Why Silberman and Brownstein Matter
By prioritizing the Smocks case, the California lawyers have taken on more than a single lawsuit—they’ve waded into the deeper question of whether America’s justice system still treats all citizens equally.
They are, in effect, testing the promise of the Constitution itself: that even the most controversial litigant deserves fairness, representation, and a day in court unclouded by politics or prejudice.
Their willingness to take on such cases when other members of the ABA wouldn’t speak to an older, nobler tradition of advocacy—the same tradition that once defended civil rights activists, war protesters, and whistleblowers. It is a reminder that true legal courage is not measured by applause, but by endurance.
“Justice is not for the fashionable—it’s for the forgotten.”
A Fight Bigger Than One Case
The Smocks case has now become a touchstone for questions about judicial conduct, accountability, and the weaponization of process. If the courts and the government can ignore fair motions and deny entry to counsel, what does that mean for anyone else seeking justice?
By standing firm, Barry D. Silberman and Graham Brownstein have demonstrated that the law still has defenders willing to challenge that erosion.
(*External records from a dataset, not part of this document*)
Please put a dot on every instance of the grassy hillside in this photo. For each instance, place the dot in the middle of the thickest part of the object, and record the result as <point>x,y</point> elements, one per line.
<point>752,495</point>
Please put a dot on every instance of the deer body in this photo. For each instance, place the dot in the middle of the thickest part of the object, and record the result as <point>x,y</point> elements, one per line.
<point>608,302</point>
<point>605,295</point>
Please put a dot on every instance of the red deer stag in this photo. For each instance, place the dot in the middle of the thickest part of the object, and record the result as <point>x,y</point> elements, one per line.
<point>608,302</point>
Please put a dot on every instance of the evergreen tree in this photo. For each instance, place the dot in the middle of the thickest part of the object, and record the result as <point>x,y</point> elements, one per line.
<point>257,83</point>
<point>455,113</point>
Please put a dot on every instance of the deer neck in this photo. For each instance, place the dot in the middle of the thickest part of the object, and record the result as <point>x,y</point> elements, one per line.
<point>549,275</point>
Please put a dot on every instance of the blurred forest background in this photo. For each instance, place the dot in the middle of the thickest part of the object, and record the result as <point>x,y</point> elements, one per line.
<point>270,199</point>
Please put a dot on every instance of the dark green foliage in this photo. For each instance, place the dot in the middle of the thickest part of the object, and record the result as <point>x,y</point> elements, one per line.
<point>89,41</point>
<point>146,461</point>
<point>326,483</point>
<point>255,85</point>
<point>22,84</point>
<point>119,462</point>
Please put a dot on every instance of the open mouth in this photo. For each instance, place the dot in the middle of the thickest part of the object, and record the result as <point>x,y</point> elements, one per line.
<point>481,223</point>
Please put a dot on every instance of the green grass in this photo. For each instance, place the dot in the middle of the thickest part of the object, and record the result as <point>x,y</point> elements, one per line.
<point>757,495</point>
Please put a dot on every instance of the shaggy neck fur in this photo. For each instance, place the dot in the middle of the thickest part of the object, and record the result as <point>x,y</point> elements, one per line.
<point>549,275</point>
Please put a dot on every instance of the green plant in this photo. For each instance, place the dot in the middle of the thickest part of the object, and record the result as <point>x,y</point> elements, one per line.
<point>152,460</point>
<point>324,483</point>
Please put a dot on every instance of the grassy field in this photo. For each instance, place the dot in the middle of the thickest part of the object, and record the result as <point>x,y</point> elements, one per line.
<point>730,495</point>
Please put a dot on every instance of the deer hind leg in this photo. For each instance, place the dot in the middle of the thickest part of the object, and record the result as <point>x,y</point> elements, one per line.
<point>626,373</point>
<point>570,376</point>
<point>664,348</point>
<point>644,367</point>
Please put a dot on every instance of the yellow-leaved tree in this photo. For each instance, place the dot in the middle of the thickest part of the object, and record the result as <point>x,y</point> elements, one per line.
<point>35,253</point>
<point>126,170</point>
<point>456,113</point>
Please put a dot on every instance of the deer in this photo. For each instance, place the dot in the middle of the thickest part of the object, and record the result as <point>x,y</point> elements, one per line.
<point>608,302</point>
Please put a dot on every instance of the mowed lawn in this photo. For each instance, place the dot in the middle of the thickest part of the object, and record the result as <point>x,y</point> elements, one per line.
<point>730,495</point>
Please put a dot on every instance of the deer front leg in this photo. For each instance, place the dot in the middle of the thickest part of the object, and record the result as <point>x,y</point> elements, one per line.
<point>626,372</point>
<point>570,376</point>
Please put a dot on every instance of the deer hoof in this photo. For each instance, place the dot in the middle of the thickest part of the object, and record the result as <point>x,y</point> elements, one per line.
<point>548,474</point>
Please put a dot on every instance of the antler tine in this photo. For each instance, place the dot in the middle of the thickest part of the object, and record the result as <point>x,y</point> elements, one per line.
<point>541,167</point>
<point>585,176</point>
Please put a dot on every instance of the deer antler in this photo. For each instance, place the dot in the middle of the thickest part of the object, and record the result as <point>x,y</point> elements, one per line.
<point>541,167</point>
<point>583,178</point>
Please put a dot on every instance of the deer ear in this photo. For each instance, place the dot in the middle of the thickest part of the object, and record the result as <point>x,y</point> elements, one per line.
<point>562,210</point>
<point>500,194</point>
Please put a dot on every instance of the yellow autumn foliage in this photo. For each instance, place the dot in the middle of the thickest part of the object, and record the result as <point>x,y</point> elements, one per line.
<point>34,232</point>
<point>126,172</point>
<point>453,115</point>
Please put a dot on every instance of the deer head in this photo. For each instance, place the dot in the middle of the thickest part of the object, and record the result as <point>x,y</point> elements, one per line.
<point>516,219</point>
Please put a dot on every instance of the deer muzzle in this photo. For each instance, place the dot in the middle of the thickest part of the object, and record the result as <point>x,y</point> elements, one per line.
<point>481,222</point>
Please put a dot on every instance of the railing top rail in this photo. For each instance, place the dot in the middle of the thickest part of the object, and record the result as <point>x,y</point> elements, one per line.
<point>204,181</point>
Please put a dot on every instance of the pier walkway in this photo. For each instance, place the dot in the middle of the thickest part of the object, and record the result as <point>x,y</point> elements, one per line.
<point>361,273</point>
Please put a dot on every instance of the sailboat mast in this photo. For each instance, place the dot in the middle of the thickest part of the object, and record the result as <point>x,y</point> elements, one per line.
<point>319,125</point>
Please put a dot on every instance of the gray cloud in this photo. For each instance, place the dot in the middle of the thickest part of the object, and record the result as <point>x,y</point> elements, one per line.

They have offered more than representation—they have restored faith that fairness can still find its voice, even when silenced in the courtroom.
Final Word
At a time when justice has too often been filtered through ideology, these two attorneys remind the nation that the rule of law must apply to everyone—or it applies to no one.
For Brian Mock, Gina Bisignano, Gabriel Garcia, and Troy Smocks, that principle has found champions in Barry Silberman and Graham Brownstein. They didn’t wait for permission. They simply did what the moment required. And in doing so, they reminded America that when courage counts, silence is not an option.